I immediately left the kid (he was fine; he was in a life jacket) and jumped in the pool. I swam to her quickly, grabbed her, and began kicking towards the shallow end. Because I was not the lifeguard on duty, I did not have a rescue tube which means my only flotation was my swimming skills. The woman freaked out and grabbed me around the neck, taking me down with her. In my head I was totally panicking and doing what I could do to keep the both of us safe. I kept hold of her, but I was trying to push her off to keep the both of us from drowning (we are taught escapes for this exact reason). Finally I was able to catch a breath and ask her to kick with me. She said she couldn't. Yikes! What seemed like an eternity later I was able to kick her the few feet to the shallow end where she grabbed hold of the rope and stood up.
My husband and kid were swimming at the time and saw the whole thing happen. Dave helped me get out of the pool, saying it was the scariest and coolest thing he's ever seen. I talked to the woman about what happened and grabbed my manager-on-duty to help fill out an incident report. There were several things we could have done better on this rescue - should have hit our emergency button, the other guard should have cleared the pool and thrown me a rescue tube, etc. - but the important thing was we helped the woman, no one drowned, and everything turned out just fine.

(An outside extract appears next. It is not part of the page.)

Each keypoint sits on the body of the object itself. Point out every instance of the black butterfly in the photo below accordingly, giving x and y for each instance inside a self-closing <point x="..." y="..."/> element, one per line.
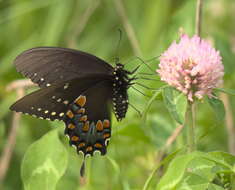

The rest of the night I was a wreck. I literally shook and cried sitting in the guard chair for the rest of my shift. I had a lot of adrenaline running through my body and thinking back to what I did was just scary. That night I had a nightmare about it. Looking back I'm so thankful we are so well trained, that I was in the right place at the right time, and that I'm in amazing shape and could perform the rescue without the use of a tube. It was so scary; I don't want to do it again any time soon.